A Stock Under Pressure, A Business in Transition
Last quarter, HP closed out fiscal 2025 on a strong note. Revenue came in at $14.64billion, beating the $14.49 billion consensus by a meaningful margin and growing 4% year over year. Non-GAAP EPS of $0.93 just pasted expectations of $0.92. Personal Systems was the clear engine, with revenue up 8% on increased average selling prices and 7% unit growth. Printing continued its slide, falling 4% year over year.
Since that November report, the stock initially rallied, gaining nearly 12% in the week following results, before giving back all of those gains and then some. The market’s concern centers on two issues that have grown louder heading into today: memory cost inflation and the durability of the PC refresh cycle.
Management flagged the memory headwind explicitly on the Q4 call. CFO Karen Parkhill estimated a 30-cent impact from projected memory cost increases, net of mitigations, baked into full-year guidance. CEO Enrique Lores noted that memory costs now represent 15% to 18% of the cost of a typical PC, and that the pace of increases had accelerated in recent weeks.
Consensus Estimates
| Metric | Q1 FY2026 Estimate |
|---|---|
| Non-GAAP EPS | $0.77 |
| Revenue | $13.925 B |
Memory Costs, Margins, and the AI PC Offset
This is the quarter where execution matters more than narrative. I’ll be watching gross margin closely. With memory costs accelerating further into Q1, a margin squeeze could deepen.
Management outlined several mitigation strategies, including qualifying lower-cost suppliers, redesigning the portfolio for reduced memory configurations, and raising prices in coordination with channel partners. How much of that is showing up in Q1 results will be a key signal for whether the full-year guidance range of $2.90 to $3.20 in non-GAAP EPS is achievable.
On the demand side, you should watch AIPC momentum. AIPCs represented more than 30% of shipments in Q4, and management expects that to reach 40% to 50% in fiscal 2026. The Windows 11 refresh remains a real tailwind. About 60% of the installed base have been converted at the end of Q4, with the biggest remaining opportunity in SMB customers and markets outside North America.
Printing will stay in the background, but watch supplies revenue. Supplies declined 3% year over year in constant currency in Q4, and management guided for continued low single-digit declines in fiscal 2026. Any acceleration in that decline would put pressure on the Print segment’s 18.9% operating margin, which has been a reliable profit contributor even as hardware volumes shrink.
Wall Street’s posture is cautious. Of 17 analysts covering the stock, 10 rate it a hold, 3 a sell, and 1 a strong sell, with an average price target of $23.21. Morgan Stanley and Bank of America both carry sell ratings with $18 price targets.

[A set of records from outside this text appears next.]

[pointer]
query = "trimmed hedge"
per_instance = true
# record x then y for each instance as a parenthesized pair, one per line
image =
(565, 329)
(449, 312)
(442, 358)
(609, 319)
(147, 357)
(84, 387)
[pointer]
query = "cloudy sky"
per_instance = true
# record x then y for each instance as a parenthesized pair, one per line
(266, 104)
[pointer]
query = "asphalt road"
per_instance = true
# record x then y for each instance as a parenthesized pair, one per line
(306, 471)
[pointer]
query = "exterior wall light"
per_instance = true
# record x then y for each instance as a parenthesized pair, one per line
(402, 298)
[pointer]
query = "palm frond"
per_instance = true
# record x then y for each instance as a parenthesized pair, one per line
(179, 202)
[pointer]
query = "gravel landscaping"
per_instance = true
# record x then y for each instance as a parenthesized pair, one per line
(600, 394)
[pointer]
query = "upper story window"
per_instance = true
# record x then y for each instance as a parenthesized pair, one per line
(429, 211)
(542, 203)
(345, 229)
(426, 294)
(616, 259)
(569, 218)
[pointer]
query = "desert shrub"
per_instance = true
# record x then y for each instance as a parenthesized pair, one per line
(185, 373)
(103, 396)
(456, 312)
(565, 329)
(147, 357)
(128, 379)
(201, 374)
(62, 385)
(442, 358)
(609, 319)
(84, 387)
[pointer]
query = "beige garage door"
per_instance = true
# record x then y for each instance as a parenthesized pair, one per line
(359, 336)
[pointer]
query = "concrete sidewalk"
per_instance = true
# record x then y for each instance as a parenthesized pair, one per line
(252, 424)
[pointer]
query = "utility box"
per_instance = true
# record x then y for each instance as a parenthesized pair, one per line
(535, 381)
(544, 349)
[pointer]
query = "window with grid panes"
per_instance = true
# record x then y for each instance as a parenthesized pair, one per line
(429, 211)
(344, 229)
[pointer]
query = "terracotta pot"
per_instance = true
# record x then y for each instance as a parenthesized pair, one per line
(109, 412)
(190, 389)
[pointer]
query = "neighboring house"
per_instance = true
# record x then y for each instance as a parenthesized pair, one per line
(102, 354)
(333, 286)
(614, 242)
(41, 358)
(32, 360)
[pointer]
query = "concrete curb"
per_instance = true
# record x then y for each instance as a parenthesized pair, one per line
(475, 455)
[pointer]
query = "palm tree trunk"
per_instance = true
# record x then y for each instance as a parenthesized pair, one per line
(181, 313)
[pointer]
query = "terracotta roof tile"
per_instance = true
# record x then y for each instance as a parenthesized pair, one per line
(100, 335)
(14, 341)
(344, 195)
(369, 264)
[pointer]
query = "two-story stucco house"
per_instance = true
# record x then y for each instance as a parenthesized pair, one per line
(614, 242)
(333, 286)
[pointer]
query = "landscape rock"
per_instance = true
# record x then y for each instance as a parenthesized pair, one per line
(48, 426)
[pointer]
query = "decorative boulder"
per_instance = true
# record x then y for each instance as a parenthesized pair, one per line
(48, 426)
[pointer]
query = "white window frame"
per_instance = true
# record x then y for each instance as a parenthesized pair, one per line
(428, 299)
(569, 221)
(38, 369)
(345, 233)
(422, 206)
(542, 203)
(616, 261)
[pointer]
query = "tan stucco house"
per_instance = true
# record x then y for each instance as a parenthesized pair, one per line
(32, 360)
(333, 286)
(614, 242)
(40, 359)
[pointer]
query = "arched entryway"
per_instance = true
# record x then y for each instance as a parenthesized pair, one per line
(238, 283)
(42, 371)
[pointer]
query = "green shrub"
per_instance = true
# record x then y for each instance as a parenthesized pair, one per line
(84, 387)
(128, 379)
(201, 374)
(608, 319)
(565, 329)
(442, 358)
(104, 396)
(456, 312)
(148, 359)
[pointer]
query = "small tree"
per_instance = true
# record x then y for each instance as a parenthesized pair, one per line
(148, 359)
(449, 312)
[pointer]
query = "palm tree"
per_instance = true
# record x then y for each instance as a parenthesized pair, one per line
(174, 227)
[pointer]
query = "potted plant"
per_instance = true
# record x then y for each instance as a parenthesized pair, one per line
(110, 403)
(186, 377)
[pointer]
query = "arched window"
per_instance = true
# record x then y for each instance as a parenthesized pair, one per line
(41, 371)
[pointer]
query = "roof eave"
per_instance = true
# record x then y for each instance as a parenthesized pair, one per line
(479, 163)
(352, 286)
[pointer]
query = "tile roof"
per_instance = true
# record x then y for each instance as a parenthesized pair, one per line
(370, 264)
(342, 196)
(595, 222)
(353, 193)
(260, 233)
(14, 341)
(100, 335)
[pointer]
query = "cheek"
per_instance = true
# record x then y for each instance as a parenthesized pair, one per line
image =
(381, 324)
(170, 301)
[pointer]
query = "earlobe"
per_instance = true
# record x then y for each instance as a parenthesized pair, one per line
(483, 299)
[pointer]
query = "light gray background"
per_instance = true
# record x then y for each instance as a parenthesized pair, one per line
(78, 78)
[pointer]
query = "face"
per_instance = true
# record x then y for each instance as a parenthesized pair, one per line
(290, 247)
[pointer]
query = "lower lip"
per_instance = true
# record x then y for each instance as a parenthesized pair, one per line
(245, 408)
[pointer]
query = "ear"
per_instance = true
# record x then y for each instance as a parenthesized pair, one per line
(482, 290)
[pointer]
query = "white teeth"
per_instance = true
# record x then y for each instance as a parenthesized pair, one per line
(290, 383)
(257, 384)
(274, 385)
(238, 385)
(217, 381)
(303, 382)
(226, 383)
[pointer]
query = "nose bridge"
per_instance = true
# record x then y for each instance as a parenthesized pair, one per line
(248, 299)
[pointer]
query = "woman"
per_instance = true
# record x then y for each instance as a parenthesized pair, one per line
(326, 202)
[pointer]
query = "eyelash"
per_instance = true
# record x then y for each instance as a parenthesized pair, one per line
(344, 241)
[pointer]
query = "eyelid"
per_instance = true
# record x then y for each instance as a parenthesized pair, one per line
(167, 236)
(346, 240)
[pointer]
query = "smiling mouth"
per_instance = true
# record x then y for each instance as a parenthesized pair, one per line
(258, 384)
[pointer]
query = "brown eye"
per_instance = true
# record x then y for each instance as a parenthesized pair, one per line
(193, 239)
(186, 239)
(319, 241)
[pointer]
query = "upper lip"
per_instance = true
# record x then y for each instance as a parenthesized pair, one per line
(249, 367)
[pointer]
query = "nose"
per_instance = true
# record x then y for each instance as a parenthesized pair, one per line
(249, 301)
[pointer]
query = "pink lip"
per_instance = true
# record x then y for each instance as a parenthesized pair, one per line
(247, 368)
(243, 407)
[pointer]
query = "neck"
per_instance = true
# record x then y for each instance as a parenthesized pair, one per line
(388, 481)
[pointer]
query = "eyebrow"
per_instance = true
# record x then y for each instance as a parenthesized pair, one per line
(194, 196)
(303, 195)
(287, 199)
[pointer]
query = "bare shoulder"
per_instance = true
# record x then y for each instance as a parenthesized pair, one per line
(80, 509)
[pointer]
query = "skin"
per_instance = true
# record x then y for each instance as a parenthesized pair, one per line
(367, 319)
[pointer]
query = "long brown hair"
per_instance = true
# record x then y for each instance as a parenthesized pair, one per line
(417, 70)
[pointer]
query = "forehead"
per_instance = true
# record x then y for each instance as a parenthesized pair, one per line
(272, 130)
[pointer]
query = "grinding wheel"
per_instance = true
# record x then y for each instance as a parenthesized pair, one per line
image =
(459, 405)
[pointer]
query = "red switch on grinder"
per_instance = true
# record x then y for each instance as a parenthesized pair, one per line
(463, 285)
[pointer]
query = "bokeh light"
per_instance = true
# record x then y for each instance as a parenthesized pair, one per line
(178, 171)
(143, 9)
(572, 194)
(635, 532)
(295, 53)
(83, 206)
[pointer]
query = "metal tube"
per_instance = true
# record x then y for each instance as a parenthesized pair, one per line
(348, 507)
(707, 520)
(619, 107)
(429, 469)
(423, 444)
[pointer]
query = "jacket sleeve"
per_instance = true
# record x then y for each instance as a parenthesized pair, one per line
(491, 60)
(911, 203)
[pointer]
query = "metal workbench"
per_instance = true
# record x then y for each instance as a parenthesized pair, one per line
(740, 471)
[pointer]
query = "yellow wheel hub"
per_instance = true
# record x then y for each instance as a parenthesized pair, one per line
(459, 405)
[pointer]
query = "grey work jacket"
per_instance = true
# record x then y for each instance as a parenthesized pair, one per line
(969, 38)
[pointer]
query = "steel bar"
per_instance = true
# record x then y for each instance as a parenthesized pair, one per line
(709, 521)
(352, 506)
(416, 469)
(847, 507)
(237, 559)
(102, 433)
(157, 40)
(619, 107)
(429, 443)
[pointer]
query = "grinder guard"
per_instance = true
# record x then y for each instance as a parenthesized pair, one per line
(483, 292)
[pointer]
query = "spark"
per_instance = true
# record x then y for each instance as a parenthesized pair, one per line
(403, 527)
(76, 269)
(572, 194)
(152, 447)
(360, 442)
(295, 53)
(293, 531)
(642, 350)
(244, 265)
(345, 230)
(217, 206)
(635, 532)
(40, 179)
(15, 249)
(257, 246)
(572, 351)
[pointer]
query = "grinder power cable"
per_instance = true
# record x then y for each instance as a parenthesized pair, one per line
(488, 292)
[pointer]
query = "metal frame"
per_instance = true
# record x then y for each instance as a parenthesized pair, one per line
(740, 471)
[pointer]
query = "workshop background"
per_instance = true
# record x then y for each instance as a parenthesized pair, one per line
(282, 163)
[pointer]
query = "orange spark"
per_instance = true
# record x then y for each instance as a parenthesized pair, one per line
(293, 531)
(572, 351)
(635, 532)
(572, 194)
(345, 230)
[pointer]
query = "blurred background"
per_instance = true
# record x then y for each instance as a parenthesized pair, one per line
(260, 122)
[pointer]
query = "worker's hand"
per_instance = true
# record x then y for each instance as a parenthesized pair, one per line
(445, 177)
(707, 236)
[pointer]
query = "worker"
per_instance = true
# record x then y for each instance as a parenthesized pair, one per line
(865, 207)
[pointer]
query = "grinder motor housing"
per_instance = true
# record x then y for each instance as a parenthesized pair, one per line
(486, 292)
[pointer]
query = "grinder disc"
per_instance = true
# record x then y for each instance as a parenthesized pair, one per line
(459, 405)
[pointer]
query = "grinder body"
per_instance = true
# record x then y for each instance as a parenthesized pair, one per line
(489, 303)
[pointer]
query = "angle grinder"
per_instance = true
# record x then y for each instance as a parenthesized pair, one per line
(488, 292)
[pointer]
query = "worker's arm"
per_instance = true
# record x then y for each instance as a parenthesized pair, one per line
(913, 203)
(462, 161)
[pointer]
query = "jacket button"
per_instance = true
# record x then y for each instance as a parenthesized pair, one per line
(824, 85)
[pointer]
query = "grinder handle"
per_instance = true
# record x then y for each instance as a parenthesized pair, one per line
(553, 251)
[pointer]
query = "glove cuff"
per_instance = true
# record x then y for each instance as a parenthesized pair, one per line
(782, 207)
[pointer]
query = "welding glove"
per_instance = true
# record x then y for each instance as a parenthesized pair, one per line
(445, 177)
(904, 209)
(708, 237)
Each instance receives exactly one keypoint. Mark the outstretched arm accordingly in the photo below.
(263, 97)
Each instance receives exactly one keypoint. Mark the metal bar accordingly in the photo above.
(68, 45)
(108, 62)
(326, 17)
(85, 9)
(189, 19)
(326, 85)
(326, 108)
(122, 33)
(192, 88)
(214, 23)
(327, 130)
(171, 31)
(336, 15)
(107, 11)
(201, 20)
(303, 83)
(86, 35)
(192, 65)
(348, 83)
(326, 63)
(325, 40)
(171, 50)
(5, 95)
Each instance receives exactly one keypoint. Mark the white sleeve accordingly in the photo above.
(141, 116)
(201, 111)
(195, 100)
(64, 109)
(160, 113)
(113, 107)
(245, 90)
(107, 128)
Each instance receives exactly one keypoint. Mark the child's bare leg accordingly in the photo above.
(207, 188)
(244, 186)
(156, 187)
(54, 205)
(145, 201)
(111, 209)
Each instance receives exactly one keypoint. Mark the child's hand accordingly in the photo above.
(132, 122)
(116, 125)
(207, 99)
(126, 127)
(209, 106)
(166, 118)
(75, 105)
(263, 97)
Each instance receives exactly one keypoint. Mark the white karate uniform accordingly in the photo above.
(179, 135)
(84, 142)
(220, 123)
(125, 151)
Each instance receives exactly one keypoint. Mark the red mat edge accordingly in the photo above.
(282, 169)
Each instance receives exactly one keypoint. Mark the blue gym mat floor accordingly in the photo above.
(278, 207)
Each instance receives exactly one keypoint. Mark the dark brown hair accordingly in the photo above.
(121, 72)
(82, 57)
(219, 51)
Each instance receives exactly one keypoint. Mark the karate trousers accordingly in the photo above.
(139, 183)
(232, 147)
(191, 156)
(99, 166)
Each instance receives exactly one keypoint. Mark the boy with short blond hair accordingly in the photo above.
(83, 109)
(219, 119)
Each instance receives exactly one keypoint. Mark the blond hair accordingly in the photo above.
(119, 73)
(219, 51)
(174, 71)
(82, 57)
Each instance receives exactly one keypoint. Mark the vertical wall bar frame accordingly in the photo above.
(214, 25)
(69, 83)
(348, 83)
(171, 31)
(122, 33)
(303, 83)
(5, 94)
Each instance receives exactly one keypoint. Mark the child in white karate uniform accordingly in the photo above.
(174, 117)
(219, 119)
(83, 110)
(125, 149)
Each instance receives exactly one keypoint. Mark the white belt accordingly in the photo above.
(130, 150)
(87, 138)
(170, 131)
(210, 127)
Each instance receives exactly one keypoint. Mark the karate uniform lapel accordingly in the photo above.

More Than a Single Quarter Print
HP’s Investor Day is scheduled for April 23, where management plans to lay out how AI is transforming the business. Today’s results set the credibility baseline for that conversation. If HP can show it is managing memory headwinds without sacrificing free cash flow, and that AIPC demand is accelerating as guided, the April event could shift the narrative for a stock that has lost significant ground over the past year.